Well, that—and something else as well…
The Boiler family had been around in Calleshire for a long time. Not quite in the same well-documented way that His Grace the Duke of Calleshire had been at Calle Castle but for pretty nearly the same length of time. There had certainly been Boilers living in the little fishing village of Edsway on the estuary of the River Calle for as long as anyone had bothered to look. Those who looked didn’t include the Boilers. They had better things to do than go searching through old parish records—things, like building boats, running ferries, making sails, digging for bait at low tide…

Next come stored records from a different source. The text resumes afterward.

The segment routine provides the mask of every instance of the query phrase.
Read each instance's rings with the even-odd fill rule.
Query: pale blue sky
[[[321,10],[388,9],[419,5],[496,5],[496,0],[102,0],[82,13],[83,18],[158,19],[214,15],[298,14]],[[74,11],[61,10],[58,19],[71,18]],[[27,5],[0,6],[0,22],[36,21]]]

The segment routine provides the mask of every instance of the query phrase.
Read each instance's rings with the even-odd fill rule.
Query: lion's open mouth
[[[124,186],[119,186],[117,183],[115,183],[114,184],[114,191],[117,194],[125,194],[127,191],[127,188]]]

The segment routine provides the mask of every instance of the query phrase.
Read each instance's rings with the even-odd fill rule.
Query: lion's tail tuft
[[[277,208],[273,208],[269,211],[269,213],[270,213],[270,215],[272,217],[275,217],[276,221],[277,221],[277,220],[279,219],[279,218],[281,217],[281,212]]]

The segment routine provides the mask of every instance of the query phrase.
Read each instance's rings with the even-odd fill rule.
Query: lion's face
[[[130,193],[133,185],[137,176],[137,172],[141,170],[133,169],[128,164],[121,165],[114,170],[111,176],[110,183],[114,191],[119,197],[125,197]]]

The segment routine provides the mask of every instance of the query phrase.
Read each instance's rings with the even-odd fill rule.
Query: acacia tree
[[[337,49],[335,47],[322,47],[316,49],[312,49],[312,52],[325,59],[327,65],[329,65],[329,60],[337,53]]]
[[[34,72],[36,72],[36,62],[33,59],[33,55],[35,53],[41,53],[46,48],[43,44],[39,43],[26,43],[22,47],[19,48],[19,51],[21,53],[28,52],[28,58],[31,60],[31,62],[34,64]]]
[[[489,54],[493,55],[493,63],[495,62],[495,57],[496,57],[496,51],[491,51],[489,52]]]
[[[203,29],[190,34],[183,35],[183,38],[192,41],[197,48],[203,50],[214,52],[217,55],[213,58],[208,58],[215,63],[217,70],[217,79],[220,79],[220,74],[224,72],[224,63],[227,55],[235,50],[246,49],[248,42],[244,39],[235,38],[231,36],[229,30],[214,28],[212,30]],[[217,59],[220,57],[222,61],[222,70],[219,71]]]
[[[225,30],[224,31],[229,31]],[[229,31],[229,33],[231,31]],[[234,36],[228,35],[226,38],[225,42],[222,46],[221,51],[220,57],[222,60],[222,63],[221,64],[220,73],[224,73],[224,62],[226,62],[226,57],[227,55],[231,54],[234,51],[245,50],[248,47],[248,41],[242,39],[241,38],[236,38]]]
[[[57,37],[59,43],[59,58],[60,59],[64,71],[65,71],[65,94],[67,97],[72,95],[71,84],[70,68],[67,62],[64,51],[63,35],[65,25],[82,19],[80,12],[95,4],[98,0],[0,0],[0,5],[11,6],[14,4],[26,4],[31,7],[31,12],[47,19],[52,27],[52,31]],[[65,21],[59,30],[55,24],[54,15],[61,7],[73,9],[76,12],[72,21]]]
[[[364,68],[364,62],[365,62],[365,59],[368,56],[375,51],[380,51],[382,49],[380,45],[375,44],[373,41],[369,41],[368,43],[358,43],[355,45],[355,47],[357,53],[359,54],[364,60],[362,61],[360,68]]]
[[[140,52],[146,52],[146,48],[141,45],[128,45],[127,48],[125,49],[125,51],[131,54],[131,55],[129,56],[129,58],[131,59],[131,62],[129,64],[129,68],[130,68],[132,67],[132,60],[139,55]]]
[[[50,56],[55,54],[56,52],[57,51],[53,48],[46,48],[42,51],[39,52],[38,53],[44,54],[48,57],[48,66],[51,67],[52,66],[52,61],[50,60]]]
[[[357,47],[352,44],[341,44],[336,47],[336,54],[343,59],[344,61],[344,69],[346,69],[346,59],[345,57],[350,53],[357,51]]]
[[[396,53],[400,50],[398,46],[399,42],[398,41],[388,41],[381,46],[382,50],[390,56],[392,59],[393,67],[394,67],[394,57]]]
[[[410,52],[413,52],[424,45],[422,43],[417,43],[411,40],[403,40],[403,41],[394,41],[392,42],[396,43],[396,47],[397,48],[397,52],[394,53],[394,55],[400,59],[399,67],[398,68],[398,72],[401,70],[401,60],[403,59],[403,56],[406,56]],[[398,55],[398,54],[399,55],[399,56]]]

The tide still mattered in Edsway. Once upon a time—in the dim past when all boats had had a shallow draught—Edsway had been the only port on the estuary. It was always something of a natural harbour, sheltered by a lip of headland from the worst of the storms coming in from the sea—the village of Marby juxta Mare took the brunt of those—but there had never been really deep water at Edsway and now—thanks to the sand—there was less.
Its commercial fate had been sealed in the nineteenth century when some distant railway baron had decreed that Mr. Stephenson’s newfangled iron road should go from Calleford to the river mouth and thus to the sea on the other—the north side—of the river. That was when Kinnisport had come into prominence and Edsway fallen into desuetude. In the wake of thé railway had come another entrepreneur who had caused a proper deep water harbour to be built at Kinnisport out of great blocks of granite shipped down by sea from Aberdeen—and Edsway had dropped out of the prosperity race altogether.
But only for the time being.
Every dog did have its day.
Now it was Kinnisport that was in decline while Edsway was enjoying a twentieth-century revival as a sailing centre. The firm sand that had choked its life as a commercial harbour provided an excellent basis for the hardstanding that the little boats needed and some safe swimming for their owners’ families.
The dead man hadn’t been a bather.
You didn’t go swimming in a shirt and trousers. Not voluntarily, that is.
Horace Boiler took another look at the man floating in the water. He might have been a seaman, he might not. The Calleshire shore got its share of those drowned on the high seas and the village of Edsway got more than its quota of them. It had something to do with the configuration of the coast and the way in which the tide came up the estuary to meet the River Calle coming down to the sea.
Bodies usually fetched up on the spit of land known locally as Billy’s Finger. This stretched out into the water and—so the experts said—each year got a little shallower on the seaward side and a little deeper on the river side. The river scoured away from behind what the sea laid up at its front. The ancients used to say that Billy’s Finger moved, that it beckoned mariners to their doom. The moderns—the clever ones who knew everything because a computer had worked it out for them—had said, rather surprised, that the ancients were right after all. Billy’s Finger did move. It moved about an inch every hundred years, a little more at the very tip.